Hinzu kommt, dass viele Industriekunden bereits heute von reduzierten NNE profitieren. Im Fokus steht hier vor allem die Regelung des § 19 StromNEV, die eine Reduzierung bei atypischer Netznutzung oder hoher gleichmäßiger Netznutzung vorsieht. Eine atypische Netznutzung liegt vor, wenn die individuelle Jahreshöchstlast außerhalb des vom Netzbetreiber definierten Zeitfensters der Netzhöchstlast liegt, z. B. im Sommer oder nachts. Kunden erhalten dann einen Nachlass von bis zu 80 Prozent auf die Netzentgelte. Eine gleichmäßige Netznutzung liegt vor, wenn Kunden mindestens 7.000 Benutzungsstunden aufweisen. Ab einem Jahresverbrauch von zehn Gigawattstunden erhalten sie dann einen Nachlass von bis zu 80 Prozent auf die Netzentgelte. Bei mehr als 8.000 Benutzungsstunden kann der Rabatt sogar auf bis zu 90 Prozent steigen. Insgesamt sind rund 70 TWh (Stand 2021) von den beiden Regelungen betroffen, was etwa einem Drittel des Industriestroms entspricht.

Herausforderungen bei einem Wechsel auf dynamische Marktanreize

Da viele Industriekunden bereits heute von reduzierten NNE profitieren, müssen diese die Auswirkungen der NNE bzw. der dynamischen Tarife auf die aktuelle Förderung nach § 19 StromNEV berücksichtigen. Eine reine Betrachtung auf einen günstigeren Arbeitspreis ist daher nicht ausreichend, da zum einen die Auswirkungen auf die Förderung, aber auch die Auswirkungen auf den Leistungspreis berücksichtigt werden müssen. So muss sich ein Industriekunde bei einer Lastverschiebung immer die Frage stellen, ob eine Lastverschiebung Auswirkungen auf die Höhe des Leistungspreises hat.
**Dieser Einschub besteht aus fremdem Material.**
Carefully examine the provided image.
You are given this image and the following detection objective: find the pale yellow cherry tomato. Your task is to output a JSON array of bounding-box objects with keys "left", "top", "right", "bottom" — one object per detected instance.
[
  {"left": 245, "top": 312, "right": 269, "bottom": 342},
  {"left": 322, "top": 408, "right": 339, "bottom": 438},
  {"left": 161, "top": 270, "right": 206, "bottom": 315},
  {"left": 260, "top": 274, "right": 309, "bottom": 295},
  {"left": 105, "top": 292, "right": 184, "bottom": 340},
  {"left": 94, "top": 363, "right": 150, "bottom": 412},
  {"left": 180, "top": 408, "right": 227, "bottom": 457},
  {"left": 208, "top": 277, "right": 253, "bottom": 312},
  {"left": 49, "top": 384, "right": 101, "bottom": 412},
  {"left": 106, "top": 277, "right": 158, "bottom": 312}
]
Bei einer gleichmäßigen Netznutzung ist u. a. zu berücksichtigen, dass bei einer flexiblen Anlagenauslegung mit schwankendem Stromverbrauch und damit geringen Benutzungsstunden die Netzentgelte deutlich höher sind als bei einer Auslegung mit hohen Benutzungsstunden und damit unflexiblem Grundlastbetrieb. Bei einer atypischen Netznutzung ist u. a. zu berücksichtigen, dass bei einem Strombezug unterhalb der Spitzenlast nur der Arbeitspreis anfällt, da die Leistungszahlung durch eine andere Stunde bestimmt wird. Liegt der aktuelle Stromverbrauch jedoch bereits in der Spitzenlast, führt eine Verbrauchserhöhung zu einer höheren Leistungszahlung. Industriekunden müssen daher genau abwägen, wie sie auf dynamische Marktanreize reagieren.

Ein Rechenbeispiel aus Sicht eines Industriekunden

Welche monetären Auswirkungen eine Lastverschiebung im Industriekundenbereich für einen Industriekunden haben kann, hat z. B. Agora Energiewende in einer Studie berechnet. Im konkreten Beispiel wurden sowohl die atypische als auch die gleichmäßige Netznutzung im Stromnetz der Region Berlin untersucht.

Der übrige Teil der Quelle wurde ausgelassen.